Red spruce was prized for its clear, knotless, straight-grained wood, used in everything from construction beams to soundboards for pianos and the support ribs of the Wright Brothers’ first airplanes.
After virtually all of the red spruce logs had been chopped down and carted off, wildfires spread through the slashings of the decimated conifer stands. Farmers, roadbuilders and developers moved in, fragmenting what was left of the highland forest.
Only about 10 percent of the state’s red spruce forest remains, in a patchwork of stands scattered across the state’s higher elevations.

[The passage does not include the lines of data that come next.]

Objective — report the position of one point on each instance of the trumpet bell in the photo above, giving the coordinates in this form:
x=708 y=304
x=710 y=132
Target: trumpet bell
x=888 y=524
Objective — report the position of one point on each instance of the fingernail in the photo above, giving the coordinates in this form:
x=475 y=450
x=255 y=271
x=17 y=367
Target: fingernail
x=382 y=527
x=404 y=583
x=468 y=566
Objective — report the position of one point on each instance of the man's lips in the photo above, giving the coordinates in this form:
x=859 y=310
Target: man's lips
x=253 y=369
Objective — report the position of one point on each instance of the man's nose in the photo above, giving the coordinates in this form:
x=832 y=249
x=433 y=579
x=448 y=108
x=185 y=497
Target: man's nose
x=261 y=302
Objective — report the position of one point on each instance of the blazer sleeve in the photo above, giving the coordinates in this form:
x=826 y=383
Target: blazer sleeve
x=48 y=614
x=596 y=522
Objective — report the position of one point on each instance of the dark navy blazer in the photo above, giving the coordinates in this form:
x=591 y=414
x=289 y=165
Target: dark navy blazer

A coalition of public and private groups is trying to restore the red spruce to its former range by connecting remnant stands across the state’s highlands. Using an army of volunteers and seed stock collected from West Virginia trees, the three-year-old Central Appalachian Spruce Restoration Initiative plans to plant about 35,000 red spruce seedlings in West Virginia by the end of September.